Individuals looking to purchase a new home, a car or apply for a new credit card needs to understand the importance their credit score has in determining whether they are granted a loan and at what interest rate. Unfortunately, federal law does not mandate the three major credit reporting bureaus (Equifax, Transunion and Experian) to explain how one’s respective credit score is actually calculated.
A recent article by Capt. Hank Coleman for military.com, however, explains the five characteristics that the respective credit bureaus use in determining your credit score.
First, and most importantly, the credit bureaus look at your debt payment history.
• Are you paying your bills on time each month?

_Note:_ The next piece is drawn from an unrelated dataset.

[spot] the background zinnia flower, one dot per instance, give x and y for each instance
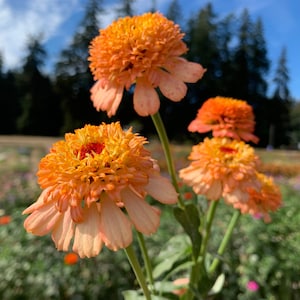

• Do you have past due accounts? If so, how long have they been past due?
• Do you have any accounts that are in collection?
• Have you had any items repossessed?
Second, the amount of debt that you owe is examined.
• Comparison between your credit limit versus the amount you have actually used (credit utilization ratio)
• It is important to note that the smaller your credit utilization ratio, the better. For example, if you have a credit card with a credit limit of $5,000, and you have charged $1,000, your credit utilization ratio would be 20%.
Third, how long is your credit history?
• The length of time you have a credit card is important. If you opened a credit card account 10 years ago, for example, and have paid it off each month and have shown that you can be responsible, that builds a positive credit history.
• However, if you opened a credit card 10 years ago, and have used it only once or twice a year, even though you paid it off on time each month, the lack of activity on the account is also taken into consideration.
Fourth, have you taken on any new debt recently?
• Any time you apply for a new credit card, your credit score is impacted negatively because you are taking on additional debt without being able to show a responsible credit history on that account.
• In addition, companies conducting credit inquiries also negatively impacts your credit score, if there are numerous requests. Please note, however, that you are entitled to receive one free credit report on yourself each year without having it impact your credit score.
Finally, the type of credit and debt you have is explored.
• In this case, not all types of credit are considered equal.
• The respective credit bureaus look to determine how much of your credit is in the form of major credit cards versus a retail store credit card versus a car loan versus a mortgage, etc.
• If you are able to show that you can successfully juggle multiple types of accounts without any late payments or defaults, the result will be a high credit score.
As important as an excellent credit score is in being able to obtain a mortgage, for example under the more strict lending guidelines, it is also important for everyone out there to understand the items that can positively and negatively impact their credit score.
Before applying for any type of loan, go to www.annualcreditreport.com to obtain a copy of your credit report and ensure that your credit is what you believe it to be. If there are items that do not appear to be yours or you thought were cleared up years ago and were not, work on getting those issues resolved before apply for a loan.
It could save you a lot of time, aggravation and money over the long haul!